Les échéances de loyer n'étant pas régulièrement payées un commandement de payer rappelant la clause résolutoire insérée au bail a été délivré à Monsieur [H] [I] et Madame [H] [E] le 23/06/2025 pour obtenir paiement d'une somme de 4426,71 Euros au principal.

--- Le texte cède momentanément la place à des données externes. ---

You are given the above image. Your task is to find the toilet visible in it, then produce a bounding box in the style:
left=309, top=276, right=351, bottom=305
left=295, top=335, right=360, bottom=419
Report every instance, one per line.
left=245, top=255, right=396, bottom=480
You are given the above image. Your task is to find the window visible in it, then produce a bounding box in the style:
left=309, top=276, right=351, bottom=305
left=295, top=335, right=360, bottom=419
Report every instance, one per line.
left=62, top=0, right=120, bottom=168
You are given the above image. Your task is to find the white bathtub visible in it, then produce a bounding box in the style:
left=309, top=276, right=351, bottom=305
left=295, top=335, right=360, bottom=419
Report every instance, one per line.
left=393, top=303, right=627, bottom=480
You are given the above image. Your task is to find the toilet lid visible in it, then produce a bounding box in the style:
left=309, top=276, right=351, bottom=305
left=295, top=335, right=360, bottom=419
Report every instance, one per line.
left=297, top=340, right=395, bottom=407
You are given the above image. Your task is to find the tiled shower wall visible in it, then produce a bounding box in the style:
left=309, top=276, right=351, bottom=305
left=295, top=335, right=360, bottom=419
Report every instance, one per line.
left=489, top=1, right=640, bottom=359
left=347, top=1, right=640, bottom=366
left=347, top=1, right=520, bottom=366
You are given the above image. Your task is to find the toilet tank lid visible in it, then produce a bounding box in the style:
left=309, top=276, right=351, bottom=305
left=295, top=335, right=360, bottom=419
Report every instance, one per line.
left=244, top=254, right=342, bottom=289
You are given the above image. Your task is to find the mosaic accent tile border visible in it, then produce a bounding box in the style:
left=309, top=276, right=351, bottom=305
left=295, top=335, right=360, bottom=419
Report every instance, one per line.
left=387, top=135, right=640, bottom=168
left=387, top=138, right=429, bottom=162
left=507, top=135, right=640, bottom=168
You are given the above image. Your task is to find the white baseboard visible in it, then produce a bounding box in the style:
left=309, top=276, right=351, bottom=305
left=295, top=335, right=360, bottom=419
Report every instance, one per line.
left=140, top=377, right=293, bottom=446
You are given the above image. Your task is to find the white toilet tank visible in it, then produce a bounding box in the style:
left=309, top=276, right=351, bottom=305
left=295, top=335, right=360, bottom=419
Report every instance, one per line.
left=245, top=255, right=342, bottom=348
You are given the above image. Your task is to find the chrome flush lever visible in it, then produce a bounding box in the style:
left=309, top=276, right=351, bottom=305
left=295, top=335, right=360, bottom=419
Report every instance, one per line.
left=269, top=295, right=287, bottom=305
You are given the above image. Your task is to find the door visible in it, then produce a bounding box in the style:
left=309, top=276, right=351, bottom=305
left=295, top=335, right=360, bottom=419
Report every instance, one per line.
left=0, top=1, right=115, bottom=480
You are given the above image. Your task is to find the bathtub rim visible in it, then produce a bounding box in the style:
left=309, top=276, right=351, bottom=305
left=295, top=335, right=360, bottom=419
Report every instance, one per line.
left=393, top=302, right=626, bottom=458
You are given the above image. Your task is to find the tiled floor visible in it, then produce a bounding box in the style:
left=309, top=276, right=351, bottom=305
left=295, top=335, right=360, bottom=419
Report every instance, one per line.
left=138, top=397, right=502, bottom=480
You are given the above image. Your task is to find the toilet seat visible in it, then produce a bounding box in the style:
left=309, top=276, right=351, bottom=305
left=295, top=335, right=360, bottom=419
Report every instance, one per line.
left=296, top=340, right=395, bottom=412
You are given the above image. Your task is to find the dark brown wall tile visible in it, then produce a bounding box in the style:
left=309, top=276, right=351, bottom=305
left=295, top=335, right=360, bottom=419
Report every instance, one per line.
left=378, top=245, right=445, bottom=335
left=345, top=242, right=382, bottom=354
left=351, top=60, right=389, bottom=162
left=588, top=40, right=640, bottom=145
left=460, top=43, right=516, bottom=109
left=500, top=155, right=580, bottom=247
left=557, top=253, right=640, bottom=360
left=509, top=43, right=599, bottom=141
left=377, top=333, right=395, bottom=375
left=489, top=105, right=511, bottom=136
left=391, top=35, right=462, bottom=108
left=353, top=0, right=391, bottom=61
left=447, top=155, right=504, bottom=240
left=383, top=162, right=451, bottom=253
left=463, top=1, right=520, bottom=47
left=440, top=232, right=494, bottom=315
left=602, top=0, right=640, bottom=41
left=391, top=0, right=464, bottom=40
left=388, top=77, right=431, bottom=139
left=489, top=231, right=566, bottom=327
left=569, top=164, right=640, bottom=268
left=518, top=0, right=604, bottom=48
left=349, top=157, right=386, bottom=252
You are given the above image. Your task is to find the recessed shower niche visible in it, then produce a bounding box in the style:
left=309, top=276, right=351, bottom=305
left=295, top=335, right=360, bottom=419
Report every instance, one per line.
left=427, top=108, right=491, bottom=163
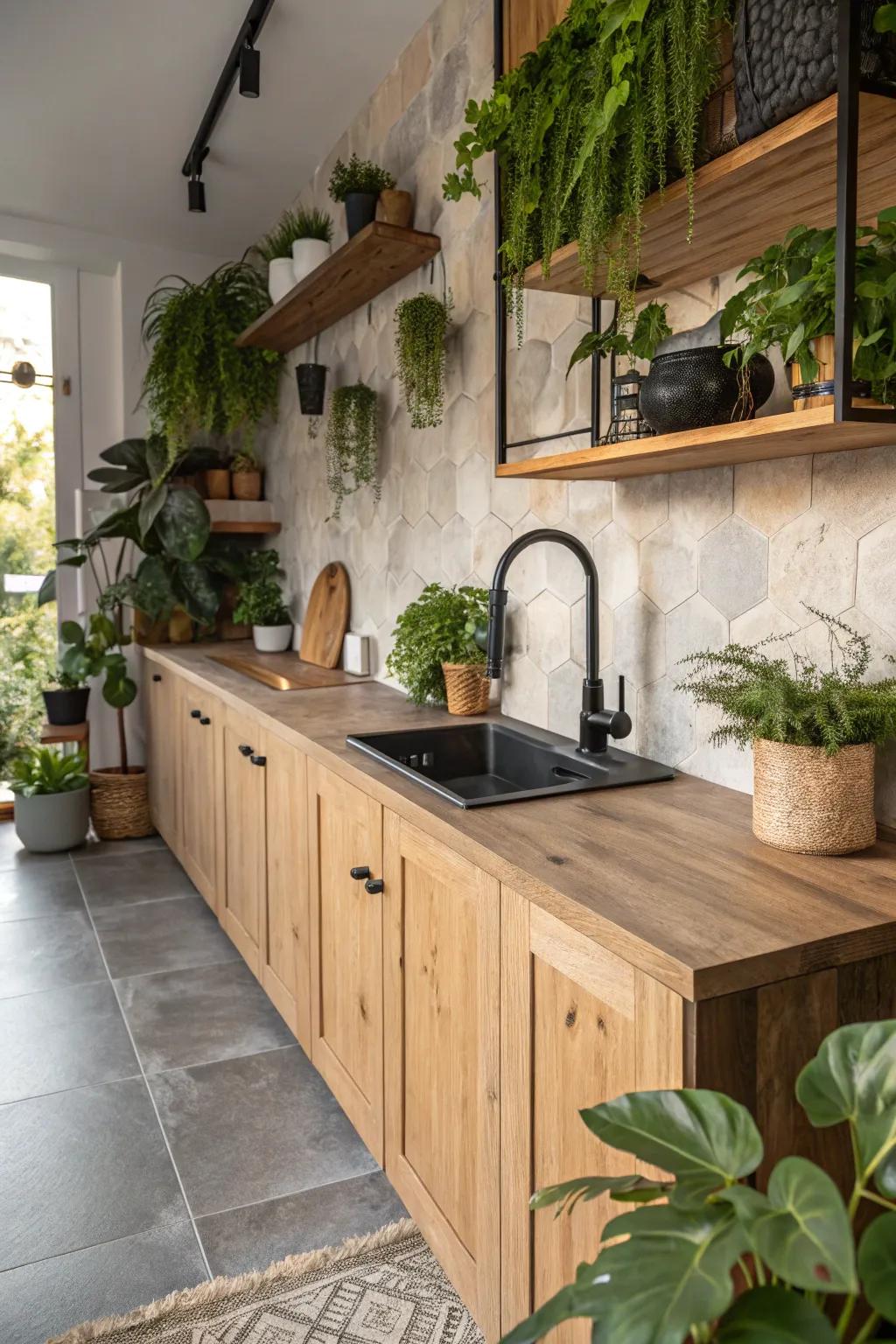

Ledit commandement étant demeuré infructueux, par acte d'huissier du 21/10/2025 et 17/11/2025, la SCI [Adresse 1] a fait assigner Monsieur [H] [I] et Madame [H] [E] devant le tribunal de céans aux fins de :
- Constater l'acquisition de la clause résolutoire contenue au bail,
- Ordonner l'expulsion pure et simple et immédiate de Madame [H] [E] ainsi que tout occupant de leur chef, avec si nécessaire l'assistance de la force publique et d'un serrurier,
- Ordonner la séquestration des meubles et objets mobiliers garnissant les lieux en application du Code des procédures civiles d'exécution,
- Les voir condamnés solidairement à lui payer, par provision, au titre des loyers, charges et indemnités d'occupation dus la somme principale de 6813,15 Euros décompte arrêté au 6 octobre 2025 inclus avec intérêt à taux légal,
- Les voir condamnés solidairement à lui verser une indemnité d'occupation égale au double du montant du loyer courant et des charges jusqu'à son départ effectif des lieux en application de l'article 1760 du Code civil et subsidiairement égale au double du montant du loyer,
- les voir condamnés solidairement à la majoration de 10% des sommes dues au titre de la clause pénale,
- Les voir condamnés in solidum à lui payer une somme de 3000 Euros sur le fondement de l'article 700 du code de procédure civile,
- Les voir condamnés in solidum aux entiers dépens,
- En cas de délais de paiement juger que l'intégralité des sommes auxquelles Madame [E] [H] et Monsieur [I] [H] seront condamnés au titre de l'ordonnance à intervenir seront immédiatement exigibles le lendemain du premier retard de règlement, la clause résolutoire reprenant ses effets de plein droit,
- Rappeler que l'exécution provisoire est de droit.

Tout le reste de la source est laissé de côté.